GOP and mainstream media would have you believe that the government is at fault for inflation and supply chain failures. It is private-sector greed.
Who is to blame for supply chain disintegration?
60 Minutes did a piece on the supply chain disintegration that was very well done. Anyone who watched it must conclude that it is a failure of a profiteering private sector we should be used to by now.
On the inside, away from the politicians that try to blame it all on President Joe Biden, there is a circular firing squad.
“The truckers blame the terminals, the terminals blame the shippers, the retailers blame the truckers and the shippers,” said 60 Minutes’ Bill Whitaker. “How do you get that contentious group to sit at the table, stop pointing fingers, and actually clear out this backlog.”
There is no real answer.
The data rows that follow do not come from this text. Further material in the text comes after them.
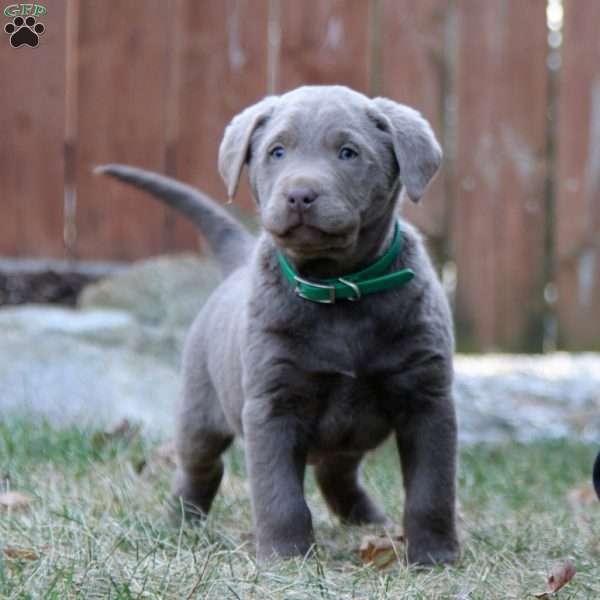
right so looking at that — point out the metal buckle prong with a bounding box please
[338,277,362,301]
[294,275,336,304]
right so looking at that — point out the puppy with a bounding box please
[98,85,459,565]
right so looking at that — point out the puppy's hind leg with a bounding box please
[316,454,388,525]
[172,363,233,520]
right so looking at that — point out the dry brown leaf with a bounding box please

Why? The 60 Minutes piece is clear. The corporatocracy profits from the pain of the American people.
This month, the world’s largest shipping line, Maersk, reported record profits of $16 billion — up 68% from last year. The ocean carriers — most headquartered in Europe or Asia — say demand for cargo space keeps rising. …
The following exchange should clarify the fraud in the supply chain fiasco.
Rick Woldenberg: I’d estimate that the domestic lead time is 45 days. And that’s unbelievably slow. Pony Express could have gotten it here faster.
Woldenberg told us he tried to avoid the backlog by placing his Christmas orders in May, only to hit a monumental snag in Chicago.
There was so much cargo at the rail yards that his containers got stuck at the bottom of a pile for nine weeks. He told us it was like having his toys held hostage. The kicker? The rail line charged him for “storage.” This on top of paying $30,000 for a container from China, ten times what he paid last year.
Rick Woldenberg: If that were as bad as it was, that would still be horrible but it gets worse because we get penalized for storage. And that’s where it becomes the theatre of the absurd. So, the $25,000 to $30,000 is the market gone berserk but penalties are a punishment that is unconscionable.
Bill Whitaker: So wait a minute your– your cargo is being held up?
Rick Woldenberg: Right
Bill Whitaker: For nothing you have done wrong?
Rick Woldenberg: Correct
Bill Whitaker: You can’t go pick it up?
Rick Woldenberg: Correct.
Bill Whitaker: But you have to pay for it to be stored?
Rick Woldenberg: Correct.
The private sector always wins in our corrupt system. They profit from their pricing power or their monopolies. And if they fail, the government, we-the-people bail them out. Yet, there is always hesitation in giving a pittance to we-the-people when in need.
If we are to succeed in getting middle-class-centric policies, we must enlighten our peers, friends, and families to the truth. Doing so increases the probability of inoculation from the propaganda that continues to have us voting against our interests.